Wer waren eigentlich die Sarazenen?

Im "Willehalm" kämpfen die christlichen Franzosen und deren Verbündete gegen die Sarazenen, der "Aufhänger" ist der für die Sarazenen skandalöse Übertritt der Sarazenenkönigin Arabel zum Christentum und die von ihnen nicht anerkannte, zweite Heirat Arabels mit dem christlichen Ritter Willehalm.

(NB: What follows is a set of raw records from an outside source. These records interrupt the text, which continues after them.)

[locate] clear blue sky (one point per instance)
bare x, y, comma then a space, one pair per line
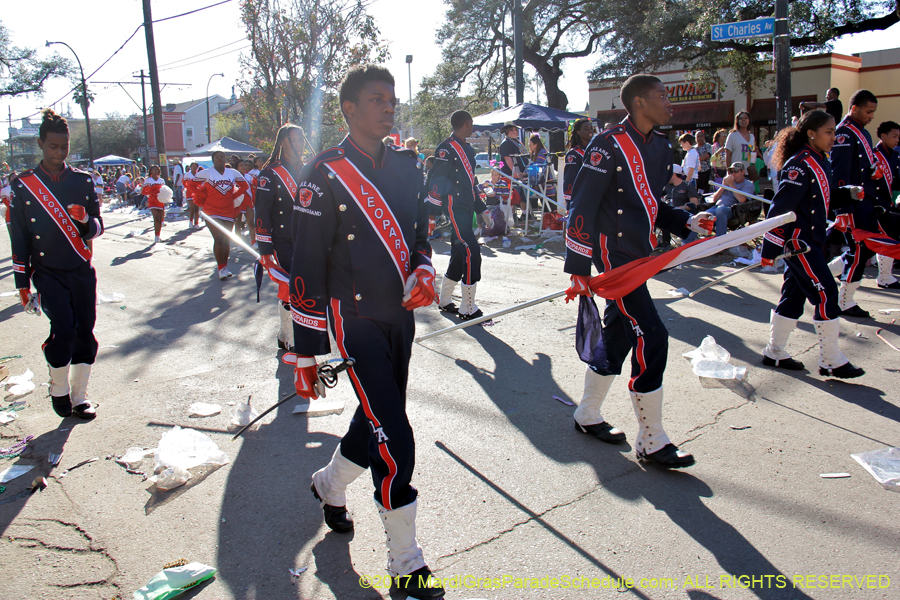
95, 31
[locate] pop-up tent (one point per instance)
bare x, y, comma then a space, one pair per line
113, 160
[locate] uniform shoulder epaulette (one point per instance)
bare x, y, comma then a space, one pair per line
329, 155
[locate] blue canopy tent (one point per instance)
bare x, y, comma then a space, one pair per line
113, 160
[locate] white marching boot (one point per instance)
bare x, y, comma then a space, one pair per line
832, 362
847, 304
60, 390
286, 328
81, 406
467, 308
329, 486
775, 355
652, 443
886, 277
445, 299
836, 266
405, 556
588, 419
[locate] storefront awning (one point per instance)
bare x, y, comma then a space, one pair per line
763, 110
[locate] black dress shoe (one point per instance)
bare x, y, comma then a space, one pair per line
668, 457
62, 405
783, 363
845, 371
336, 517
602, 431
855, 311
478, 313
419, 584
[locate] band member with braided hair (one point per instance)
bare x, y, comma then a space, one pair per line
55, 213
615, 207
276, 190
362, 264
806, 190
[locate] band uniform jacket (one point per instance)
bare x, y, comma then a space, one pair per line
616, 200
804, 189
452, 179
276, 188
359, 230
853, 160
41, 231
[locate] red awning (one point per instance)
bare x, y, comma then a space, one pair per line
763, 110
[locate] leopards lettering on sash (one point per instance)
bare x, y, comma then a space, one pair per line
639, 179
376, 210
58, 213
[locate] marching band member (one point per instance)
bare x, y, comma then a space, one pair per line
220, 192
55, 213
454, 188
152, 184
805, 176
615, 208
275, 194
362, 265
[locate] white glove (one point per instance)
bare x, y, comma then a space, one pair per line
702, 222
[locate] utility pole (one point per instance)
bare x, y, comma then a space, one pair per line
782, 52
517, 39
154, 92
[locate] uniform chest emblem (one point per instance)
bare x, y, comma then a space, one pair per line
223, 186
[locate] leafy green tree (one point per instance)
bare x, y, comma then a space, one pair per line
300, 50
22, 72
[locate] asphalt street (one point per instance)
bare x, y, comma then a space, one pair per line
511, 499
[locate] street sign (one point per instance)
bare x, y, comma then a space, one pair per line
743, 29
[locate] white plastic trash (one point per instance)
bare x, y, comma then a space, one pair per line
883, 465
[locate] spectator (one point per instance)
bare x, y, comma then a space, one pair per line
718, 162
832, 105
690, 165
680, 194
705, 154
726, 199
741, 145
510, 151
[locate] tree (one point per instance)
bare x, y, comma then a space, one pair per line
113, 135
21, 72
553, 31
300, 50
652, 33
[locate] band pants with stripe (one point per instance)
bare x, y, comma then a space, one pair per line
631, 324
855, 260
380, 437
807, 277
69, 299
465, 254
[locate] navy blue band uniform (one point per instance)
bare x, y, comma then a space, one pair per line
51, 250
574, 158
453, 186
853, 161
359, 228
276, 187
804, 189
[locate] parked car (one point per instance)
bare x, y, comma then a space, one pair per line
481, 160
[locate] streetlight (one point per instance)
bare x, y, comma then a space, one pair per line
84, 102
208, 126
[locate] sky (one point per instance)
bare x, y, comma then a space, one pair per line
190, 49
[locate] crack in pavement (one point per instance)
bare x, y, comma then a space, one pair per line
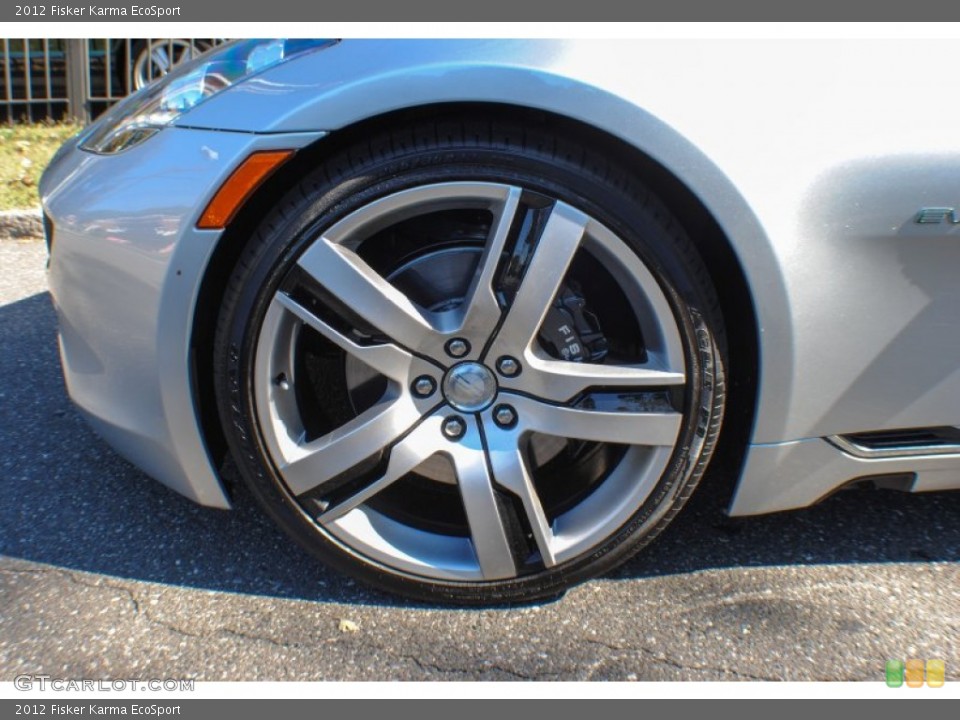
676, 664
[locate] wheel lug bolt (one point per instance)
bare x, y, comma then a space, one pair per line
505, 416
454, 427
424, 386
507, 366
458, 347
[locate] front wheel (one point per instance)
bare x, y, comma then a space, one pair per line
471, 363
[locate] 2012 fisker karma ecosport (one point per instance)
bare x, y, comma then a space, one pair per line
472, 317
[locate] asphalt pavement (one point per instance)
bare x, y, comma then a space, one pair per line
104, 573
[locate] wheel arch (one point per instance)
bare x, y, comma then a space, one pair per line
728, 274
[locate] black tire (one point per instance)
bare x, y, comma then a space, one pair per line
541, 161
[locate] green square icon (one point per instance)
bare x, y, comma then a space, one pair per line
894, 673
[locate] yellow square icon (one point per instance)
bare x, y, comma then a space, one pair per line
936, 672
914, 673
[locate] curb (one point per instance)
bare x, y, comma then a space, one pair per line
21, 224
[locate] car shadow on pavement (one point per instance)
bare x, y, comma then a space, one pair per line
69, 501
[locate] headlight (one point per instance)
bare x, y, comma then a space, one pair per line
156, 106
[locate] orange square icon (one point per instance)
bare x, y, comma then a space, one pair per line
936, 673
914, 673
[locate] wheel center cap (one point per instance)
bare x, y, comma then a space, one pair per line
469, 387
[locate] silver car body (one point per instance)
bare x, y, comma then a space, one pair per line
813, 157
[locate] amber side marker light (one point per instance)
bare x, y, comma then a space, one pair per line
239, 186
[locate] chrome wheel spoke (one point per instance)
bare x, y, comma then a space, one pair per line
342, 272
561, 380
625, 427
482, 311
315, 462
510, 472
487, 530
386, 359
558, 243
421, 443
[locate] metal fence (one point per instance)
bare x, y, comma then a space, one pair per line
49, 79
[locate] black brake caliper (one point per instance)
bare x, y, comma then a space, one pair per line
570, 331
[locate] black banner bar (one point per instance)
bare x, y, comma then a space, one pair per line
488, 11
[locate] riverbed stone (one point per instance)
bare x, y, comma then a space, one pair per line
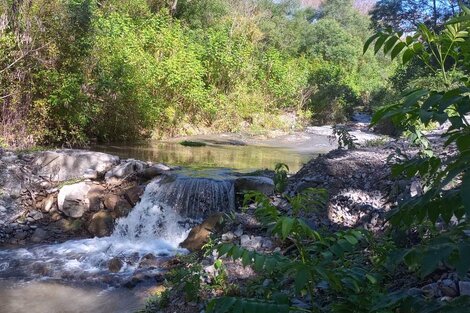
464, 288
124, 170
264, 185
101, 224
134, 194
73, 199
115, 265
67, 164
199, 234
39, 235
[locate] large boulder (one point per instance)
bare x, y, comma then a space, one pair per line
124, 170
199, 234
118, 206
73, 201
101, 224
255, 183
62, 165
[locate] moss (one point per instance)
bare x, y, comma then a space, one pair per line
188, 143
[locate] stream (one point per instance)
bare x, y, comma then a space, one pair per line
75, 277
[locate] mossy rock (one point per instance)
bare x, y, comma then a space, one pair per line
188, 143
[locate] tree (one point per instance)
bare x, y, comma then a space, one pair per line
405, 15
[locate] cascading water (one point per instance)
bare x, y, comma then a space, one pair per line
156, 225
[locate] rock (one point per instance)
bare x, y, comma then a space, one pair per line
255, 183
464, 287
20, 235
40, 268
229, 236
149, 261
95, 196
432, 290
62, 165
199, 235
124, 170
73, 199
48, 203
36, 215
39, 235
252, 243
153, 171
120, 207
101, 224
115, 265
76, 199
449, 288
133, 194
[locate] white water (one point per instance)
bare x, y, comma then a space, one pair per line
150, 228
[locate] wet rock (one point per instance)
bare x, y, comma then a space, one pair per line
36, 215
133, 194
120, 207
449, 288
73, 199
115, 265
149, 261
229, 236
154, 171
48, 203
432, 290
251, 242
255, 183
124, 170
101, 224
39, 235
62, 165
464, 288
199, 234
40, 268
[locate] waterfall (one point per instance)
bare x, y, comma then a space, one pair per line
156, 225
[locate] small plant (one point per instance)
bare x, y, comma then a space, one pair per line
344, 138
281, 172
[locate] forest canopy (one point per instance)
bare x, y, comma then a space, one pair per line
72, 71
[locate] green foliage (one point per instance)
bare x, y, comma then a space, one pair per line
319, 261
446, 181
188, 143
344, 138
123, 70
281, 172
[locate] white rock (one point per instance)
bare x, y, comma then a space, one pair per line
72, 199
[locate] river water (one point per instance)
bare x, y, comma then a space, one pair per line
74, 277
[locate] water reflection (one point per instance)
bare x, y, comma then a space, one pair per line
212, 155
42, 297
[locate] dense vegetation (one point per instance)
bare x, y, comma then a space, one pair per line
354, 270
79, 70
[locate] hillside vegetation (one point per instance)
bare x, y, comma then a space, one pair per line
114, 70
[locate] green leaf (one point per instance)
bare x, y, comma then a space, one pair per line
397, 49
369, 41
287, 224
465, 192
407, 55
351, 239
301, 278
380, 41
390, 43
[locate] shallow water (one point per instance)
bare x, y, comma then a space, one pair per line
220, 154
54, 297
74, 276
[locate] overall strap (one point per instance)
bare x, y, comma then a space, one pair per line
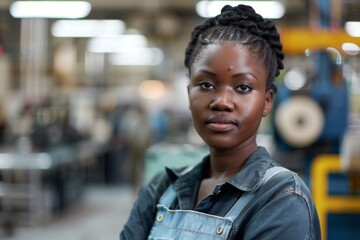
170, 194
247, 196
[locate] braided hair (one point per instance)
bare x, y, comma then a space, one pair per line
240, 25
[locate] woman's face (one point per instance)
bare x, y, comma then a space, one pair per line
227, 95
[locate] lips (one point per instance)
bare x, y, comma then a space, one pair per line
221, 123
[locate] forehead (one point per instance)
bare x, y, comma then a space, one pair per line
220, 57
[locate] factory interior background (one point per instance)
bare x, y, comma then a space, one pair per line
93, 103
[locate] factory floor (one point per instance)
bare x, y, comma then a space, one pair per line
99, 215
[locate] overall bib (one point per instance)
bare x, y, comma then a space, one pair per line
188, 224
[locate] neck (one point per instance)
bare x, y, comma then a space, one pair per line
226, 163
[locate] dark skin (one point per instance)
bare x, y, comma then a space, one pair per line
228, 98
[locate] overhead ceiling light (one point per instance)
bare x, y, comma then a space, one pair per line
353, 28
137, 57
351, 48
267, 9
116, 43
50, 9
87, 28
152, 89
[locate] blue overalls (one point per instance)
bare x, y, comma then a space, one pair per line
188, 224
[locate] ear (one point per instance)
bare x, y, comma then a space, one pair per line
188, 91
269, 97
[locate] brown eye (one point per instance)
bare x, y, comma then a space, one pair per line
244, 88
206, 85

Wolfram von Eschenbach knüpft mit seinem Werk an die historischen Kämpfe der Franken gegen die spanischen Sarazenen im 8. und 9. Jahrhundert an. Gemeint sind damit eigentlich die Mauren: Besonders seit der Zeit der Kreuzzüge nannte man die Mauren vornehmlich Sarazenen. Im weitesten Sinne werden unter dem Begriff "Sarazenen" alle arabischen Stämme (Wüstennomaden, die ehemals aus Nordafrika stammten) verstanden, die im Mittelalter den heutigen europäischen Mittelmeerraum zu erobern suchten. Diese Berberstämme hatten im 7. Jahrhundert n.Chr. den Islam angenommen und spielten bei der Eroberung der iberischen Halbinsel bekanntlich eine wesentliche Rolle, denn sie ließen sich später dort nieder.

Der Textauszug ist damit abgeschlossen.